By: Mia L. Hazlett
There was a time when I used to feel guilty for what I couldn’t do for my kids. In all honesty, those times continue to drift in and out of my life, but now in the blink of an eye they’re gone. They no longer bring tears or reckless spending to compensate.
Instead of trying to plan a big summer vacation I can’t afford, I keep my eyes on my goal, buying a house this year. Will my children have exciting vacation stories to swap when they return to school on September? I doubt it.
But the one lesson I need to instill in my children, NEVER live outside of your means. It was funny to me as I walked around the grocery store today with my youngest.
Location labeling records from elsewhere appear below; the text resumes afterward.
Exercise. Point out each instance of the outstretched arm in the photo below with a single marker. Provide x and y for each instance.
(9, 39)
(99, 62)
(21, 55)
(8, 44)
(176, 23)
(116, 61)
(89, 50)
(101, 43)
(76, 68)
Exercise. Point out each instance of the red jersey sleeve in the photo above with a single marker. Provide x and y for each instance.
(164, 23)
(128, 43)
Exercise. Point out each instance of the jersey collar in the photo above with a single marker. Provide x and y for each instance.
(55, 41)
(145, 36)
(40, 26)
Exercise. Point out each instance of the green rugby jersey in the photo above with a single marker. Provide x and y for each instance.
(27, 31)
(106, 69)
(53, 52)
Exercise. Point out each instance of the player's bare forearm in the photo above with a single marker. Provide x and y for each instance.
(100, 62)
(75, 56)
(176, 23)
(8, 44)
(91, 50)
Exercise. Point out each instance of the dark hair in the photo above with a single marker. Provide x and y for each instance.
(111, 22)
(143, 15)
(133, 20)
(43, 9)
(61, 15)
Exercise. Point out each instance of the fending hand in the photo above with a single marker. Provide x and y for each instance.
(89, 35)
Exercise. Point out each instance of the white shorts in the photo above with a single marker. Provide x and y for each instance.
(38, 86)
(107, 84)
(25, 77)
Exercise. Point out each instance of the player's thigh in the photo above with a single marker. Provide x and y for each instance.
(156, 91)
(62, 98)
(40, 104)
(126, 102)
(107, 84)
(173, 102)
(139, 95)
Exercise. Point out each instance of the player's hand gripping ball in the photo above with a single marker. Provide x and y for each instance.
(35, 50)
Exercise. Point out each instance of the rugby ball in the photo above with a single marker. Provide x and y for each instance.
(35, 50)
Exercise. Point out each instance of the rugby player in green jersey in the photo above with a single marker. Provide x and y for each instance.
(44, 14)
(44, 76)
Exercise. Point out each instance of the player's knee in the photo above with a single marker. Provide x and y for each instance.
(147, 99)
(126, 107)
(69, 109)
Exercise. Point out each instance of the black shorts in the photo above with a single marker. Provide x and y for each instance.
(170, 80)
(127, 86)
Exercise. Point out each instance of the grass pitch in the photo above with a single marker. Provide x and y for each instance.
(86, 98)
If you’ve ever gone grocery shopping for your home before, you comprehend the difference between the errand grocery shopping and doing a “big run”. You know what I mean. Your house is out of all the condiments and I don’t know how I let this slip, but only three coffee K-cups left.
So the grocery cart was on full and she was worried about the cost. You see when we were going through it, we never had a full grocery cart. I was honest with them about needing bread for their sandwiches for lunch and wanting Popsicles for dessert. Luckily with this “big run”, she was able to throw in all her wants.
If there’s another thing I can share, let your kids read the receipt. It will tell you the total, how many items you purchased, and how much you saved by buying sale items. You see I spent enough to take them away for a nice little road trip, but I would have sacrificed feeding them. It sounds stupid, but I know people who have made that ridiculous sacrifice.
I almost felt guilty for my daughter being so worried about a full grocery basket, but it was quickly replaced with pride as I realized she understood the value of a dollar. Yeah. There’s no guilt here.